By setting up an insurance trust, individuals not only get to set the terms — ensuring a steady flow of income to finance education needs and living and medical expenses — but also protect their beneficiaries from creditor claims, says Hew.

He adds that trusts are not subject to the Islamic law of inheritance (faraid), which dictates the distribution of a deceased’s estate in accordance with the Quran and the Hadith. Under the provisions of the law, the religious authorities decide how a Muslim’s estate is to be distributed (in most cases, male heirs receive double the amount received by a female heir). Parents and siblings also have claim to the assets under Islamic law.

“Say you are a Muslim. By placing your life insurance in an insurance trust, you can make sure that what you are leaving behind is somewhat equally disbursed,” says Hew.

That is because assets in a trust come under the purview of the trustee, which takes effect immediately. As the assets are no longer part of anyone’s estate, they are not subject to the faraid.

Hew advises clients to put aside some insurance money to pay off liabilities such as credit card debt, personal loans, hire-purchase loans and even loans taken to finance property investment. For example, if you are a property investor, normally you will not take the Mortgage Reducing Term Assurance (MRTA) for all of the properties. So, this actually reduces the compound interest effect on the property owned and the possibility of a lawsuit when you are no longer around or incapable.

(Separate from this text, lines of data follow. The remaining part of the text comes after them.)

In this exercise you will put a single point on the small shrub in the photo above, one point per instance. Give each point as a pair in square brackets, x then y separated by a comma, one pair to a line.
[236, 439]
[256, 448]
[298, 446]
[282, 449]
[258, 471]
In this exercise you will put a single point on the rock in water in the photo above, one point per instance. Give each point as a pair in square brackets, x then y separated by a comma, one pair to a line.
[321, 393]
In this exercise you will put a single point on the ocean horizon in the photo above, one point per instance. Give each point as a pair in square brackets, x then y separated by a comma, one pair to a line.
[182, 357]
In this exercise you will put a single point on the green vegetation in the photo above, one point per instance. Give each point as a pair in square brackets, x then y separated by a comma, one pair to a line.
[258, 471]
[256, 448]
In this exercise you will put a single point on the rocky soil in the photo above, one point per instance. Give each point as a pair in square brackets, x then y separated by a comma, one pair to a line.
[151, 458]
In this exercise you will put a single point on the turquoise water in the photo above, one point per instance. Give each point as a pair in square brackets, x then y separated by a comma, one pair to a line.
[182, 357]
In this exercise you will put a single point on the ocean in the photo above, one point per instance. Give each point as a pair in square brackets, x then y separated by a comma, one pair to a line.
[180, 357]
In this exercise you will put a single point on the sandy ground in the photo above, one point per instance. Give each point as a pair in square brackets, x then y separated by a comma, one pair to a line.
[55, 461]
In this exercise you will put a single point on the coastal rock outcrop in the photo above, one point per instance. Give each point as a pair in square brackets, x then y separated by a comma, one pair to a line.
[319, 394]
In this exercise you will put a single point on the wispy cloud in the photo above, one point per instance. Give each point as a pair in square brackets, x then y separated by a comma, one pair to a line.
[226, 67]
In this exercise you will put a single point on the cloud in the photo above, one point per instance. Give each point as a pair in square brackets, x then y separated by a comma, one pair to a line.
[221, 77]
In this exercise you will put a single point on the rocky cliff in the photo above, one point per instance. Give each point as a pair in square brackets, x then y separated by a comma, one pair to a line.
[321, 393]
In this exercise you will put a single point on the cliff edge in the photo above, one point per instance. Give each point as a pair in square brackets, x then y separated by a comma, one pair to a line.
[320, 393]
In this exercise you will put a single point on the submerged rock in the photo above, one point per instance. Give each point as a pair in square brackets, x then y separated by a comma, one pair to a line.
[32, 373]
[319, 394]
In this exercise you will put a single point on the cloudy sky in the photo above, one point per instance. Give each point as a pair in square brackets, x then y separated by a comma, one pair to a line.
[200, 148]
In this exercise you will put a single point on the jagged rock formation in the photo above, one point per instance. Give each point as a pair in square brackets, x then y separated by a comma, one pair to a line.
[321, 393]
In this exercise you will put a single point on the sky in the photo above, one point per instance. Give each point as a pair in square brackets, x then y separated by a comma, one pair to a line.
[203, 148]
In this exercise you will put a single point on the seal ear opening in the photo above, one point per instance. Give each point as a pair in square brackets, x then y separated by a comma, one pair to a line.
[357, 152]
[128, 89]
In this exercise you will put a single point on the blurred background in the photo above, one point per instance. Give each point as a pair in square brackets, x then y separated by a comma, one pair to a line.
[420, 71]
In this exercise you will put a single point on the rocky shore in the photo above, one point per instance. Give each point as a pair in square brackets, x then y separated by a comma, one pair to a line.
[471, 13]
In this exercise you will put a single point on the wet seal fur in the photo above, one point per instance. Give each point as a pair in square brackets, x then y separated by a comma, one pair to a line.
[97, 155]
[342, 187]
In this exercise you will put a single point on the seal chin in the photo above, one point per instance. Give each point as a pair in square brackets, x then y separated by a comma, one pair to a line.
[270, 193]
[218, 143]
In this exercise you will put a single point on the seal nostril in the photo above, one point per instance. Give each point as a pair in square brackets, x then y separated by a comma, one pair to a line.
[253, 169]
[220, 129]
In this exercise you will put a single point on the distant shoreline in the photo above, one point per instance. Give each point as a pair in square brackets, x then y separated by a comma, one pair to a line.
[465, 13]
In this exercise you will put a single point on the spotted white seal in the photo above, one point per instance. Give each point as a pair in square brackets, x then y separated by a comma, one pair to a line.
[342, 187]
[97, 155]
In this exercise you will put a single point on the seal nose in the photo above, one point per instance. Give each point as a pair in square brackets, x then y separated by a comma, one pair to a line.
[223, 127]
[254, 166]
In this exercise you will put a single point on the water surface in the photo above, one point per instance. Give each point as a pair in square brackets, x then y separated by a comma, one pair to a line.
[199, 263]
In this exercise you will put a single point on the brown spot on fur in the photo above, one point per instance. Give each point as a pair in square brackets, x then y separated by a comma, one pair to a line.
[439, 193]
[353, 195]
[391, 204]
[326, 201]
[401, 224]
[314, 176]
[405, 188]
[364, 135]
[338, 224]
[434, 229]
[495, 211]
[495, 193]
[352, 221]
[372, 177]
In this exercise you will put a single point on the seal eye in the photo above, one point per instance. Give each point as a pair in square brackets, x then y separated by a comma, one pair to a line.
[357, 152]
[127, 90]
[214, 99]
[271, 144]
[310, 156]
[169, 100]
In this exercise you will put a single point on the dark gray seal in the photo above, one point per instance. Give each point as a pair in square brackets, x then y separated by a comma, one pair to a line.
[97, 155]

“The insurance trust will help settle loans while waiting for the will to kick in (if any) and relay instruction of the executor to look for an appropriate buyer. That buys you a bit of a time and allows you to get a good value for your investment. Otherwise, you will have to do a forced sale, which means giving up your investment for a low price. At least with a certain amount of money, you will have a year to two to find a suitable buyer,” says Hew.

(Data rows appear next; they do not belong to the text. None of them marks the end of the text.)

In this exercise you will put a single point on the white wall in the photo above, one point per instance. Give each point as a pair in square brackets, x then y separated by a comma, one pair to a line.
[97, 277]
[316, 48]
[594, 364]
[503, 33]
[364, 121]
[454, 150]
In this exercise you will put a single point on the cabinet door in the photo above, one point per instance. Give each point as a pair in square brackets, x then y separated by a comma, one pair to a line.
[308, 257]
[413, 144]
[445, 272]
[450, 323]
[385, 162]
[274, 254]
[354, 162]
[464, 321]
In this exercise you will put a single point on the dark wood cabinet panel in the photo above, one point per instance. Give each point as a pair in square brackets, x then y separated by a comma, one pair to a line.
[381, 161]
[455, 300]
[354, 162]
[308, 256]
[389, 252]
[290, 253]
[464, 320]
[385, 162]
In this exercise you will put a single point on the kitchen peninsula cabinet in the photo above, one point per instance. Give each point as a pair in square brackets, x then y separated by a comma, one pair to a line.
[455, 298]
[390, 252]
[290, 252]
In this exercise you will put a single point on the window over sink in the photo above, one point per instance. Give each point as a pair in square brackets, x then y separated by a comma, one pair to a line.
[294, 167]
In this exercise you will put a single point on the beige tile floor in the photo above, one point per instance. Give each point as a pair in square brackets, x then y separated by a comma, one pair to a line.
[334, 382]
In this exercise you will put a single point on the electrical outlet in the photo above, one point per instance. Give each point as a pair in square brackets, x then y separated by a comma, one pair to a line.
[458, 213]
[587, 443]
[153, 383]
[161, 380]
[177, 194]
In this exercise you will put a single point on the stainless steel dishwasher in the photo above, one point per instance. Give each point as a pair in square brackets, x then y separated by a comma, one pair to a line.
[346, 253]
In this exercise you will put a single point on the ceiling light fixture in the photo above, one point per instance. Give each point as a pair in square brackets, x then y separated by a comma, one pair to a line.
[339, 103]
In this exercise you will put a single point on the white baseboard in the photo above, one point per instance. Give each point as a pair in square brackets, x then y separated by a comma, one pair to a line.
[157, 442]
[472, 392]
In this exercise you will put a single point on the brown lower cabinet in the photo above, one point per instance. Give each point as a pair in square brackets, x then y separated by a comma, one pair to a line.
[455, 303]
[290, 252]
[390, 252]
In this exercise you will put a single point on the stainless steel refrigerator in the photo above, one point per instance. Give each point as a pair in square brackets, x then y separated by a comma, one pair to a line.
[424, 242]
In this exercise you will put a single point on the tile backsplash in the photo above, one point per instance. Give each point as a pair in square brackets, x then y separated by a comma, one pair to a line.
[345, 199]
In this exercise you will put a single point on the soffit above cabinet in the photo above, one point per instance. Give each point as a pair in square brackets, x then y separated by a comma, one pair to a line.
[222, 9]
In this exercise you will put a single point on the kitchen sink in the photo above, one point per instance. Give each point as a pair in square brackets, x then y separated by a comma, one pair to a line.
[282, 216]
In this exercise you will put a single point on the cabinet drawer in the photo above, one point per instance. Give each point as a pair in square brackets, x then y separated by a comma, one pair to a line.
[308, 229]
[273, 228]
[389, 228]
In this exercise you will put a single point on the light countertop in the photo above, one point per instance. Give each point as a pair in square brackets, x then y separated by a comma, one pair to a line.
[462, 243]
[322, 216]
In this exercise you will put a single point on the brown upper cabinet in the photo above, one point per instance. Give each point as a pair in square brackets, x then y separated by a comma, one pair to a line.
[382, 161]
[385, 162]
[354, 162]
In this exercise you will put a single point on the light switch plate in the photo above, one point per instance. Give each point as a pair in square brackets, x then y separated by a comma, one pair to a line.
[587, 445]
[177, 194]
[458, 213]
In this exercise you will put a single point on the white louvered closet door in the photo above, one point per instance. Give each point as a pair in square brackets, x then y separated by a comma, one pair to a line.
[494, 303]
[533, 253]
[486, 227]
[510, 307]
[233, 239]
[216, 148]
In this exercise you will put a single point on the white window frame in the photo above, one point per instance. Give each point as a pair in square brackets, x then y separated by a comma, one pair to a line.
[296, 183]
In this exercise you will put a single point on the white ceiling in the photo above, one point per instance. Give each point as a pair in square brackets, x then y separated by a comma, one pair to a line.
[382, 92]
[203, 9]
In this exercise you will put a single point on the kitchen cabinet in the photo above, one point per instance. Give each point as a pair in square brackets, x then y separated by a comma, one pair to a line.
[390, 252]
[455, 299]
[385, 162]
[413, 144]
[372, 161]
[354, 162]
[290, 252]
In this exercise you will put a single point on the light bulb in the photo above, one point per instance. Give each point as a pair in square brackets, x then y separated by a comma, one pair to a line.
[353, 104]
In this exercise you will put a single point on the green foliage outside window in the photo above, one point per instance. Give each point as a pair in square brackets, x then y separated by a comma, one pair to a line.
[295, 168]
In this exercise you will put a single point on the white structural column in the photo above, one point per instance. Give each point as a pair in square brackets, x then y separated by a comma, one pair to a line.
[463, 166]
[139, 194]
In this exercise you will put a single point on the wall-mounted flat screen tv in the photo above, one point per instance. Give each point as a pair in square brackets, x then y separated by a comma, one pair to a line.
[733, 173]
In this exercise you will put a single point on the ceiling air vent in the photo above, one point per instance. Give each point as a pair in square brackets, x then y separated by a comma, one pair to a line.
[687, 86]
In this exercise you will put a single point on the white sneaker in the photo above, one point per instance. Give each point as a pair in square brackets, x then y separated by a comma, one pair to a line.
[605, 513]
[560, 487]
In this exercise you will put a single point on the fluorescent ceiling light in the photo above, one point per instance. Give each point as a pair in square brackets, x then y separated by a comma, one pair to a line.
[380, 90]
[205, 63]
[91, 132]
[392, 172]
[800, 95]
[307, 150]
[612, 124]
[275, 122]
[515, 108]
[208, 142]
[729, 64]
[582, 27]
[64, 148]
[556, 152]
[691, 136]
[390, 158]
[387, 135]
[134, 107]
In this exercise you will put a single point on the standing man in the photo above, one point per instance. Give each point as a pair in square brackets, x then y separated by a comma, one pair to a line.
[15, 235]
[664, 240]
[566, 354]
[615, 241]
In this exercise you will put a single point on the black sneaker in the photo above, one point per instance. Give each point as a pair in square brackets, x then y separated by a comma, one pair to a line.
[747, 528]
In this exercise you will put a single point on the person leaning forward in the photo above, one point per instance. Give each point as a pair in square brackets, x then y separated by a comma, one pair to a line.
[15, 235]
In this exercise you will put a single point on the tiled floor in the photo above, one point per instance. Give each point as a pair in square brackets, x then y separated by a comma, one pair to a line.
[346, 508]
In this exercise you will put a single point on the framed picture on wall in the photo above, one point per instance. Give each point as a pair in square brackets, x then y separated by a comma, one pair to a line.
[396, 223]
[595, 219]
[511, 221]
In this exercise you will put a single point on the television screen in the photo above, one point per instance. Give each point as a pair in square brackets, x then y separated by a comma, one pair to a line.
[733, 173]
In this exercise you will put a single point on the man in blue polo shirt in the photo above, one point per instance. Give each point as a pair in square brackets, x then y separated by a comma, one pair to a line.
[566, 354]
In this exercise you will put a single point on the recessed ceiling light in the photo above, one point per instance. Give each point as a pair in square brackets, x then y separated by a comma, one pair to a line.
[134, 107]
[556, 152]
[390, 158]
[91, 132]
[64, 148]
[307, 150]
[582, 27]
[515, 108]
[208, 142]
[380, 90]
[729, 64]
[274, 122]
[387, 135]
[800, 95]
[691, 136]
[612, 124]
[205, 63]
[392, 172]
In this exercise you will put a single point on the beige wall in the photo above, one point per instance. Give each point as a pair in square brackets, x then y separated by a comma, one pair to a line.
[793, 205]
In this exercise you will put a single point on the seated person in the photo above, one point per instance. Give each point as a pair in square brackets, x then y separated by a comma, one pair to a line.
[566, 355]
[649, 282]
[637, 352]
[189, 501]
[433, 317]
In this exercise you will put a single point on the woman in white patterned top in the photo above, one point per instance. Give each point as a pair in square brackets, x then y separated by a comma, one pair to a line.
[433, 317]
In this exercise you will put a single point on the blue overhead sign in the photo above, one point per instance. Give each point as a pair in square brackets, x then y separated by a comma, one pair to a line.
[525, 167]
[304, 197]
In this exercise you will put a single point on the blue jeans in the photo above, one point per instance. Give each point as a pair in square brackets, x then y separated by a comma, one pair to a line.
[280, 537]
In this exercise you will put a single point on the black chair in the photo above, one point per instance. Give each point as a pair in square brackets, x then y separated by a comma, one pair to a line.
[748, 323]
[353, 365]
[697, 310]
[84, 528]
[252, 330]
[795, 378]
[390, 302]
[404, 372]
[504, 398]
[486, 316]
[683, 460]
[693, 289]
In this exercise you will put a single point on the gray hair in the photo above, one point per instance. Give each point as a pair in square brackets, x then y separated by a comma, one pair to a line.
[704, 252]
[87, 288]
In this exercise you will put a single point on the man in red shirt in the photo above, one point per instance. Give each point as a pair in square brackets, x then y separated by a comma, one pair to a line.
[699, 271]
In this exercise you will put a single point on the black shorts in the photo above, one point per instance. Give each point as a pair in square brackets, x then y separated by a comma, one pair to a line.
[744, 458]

An insurance trust also allows the policyholder to extend protection to his parents, siblings or even a charity of his choice. “But if they don’t do this and follow the insurance nomination, they can only nominate their immediate family members. So, there is a limitation there,” says Hew.

Rockwills is one of many private trust companies. It has more than 8,000 private trust funds, the assets of which are valued at almost RM8 billion. The company charges a one-time fee of 0.75% for life insurance policies where the sum insured is RM1 million or less. As the sum insured increases, the fee is significantly reduced.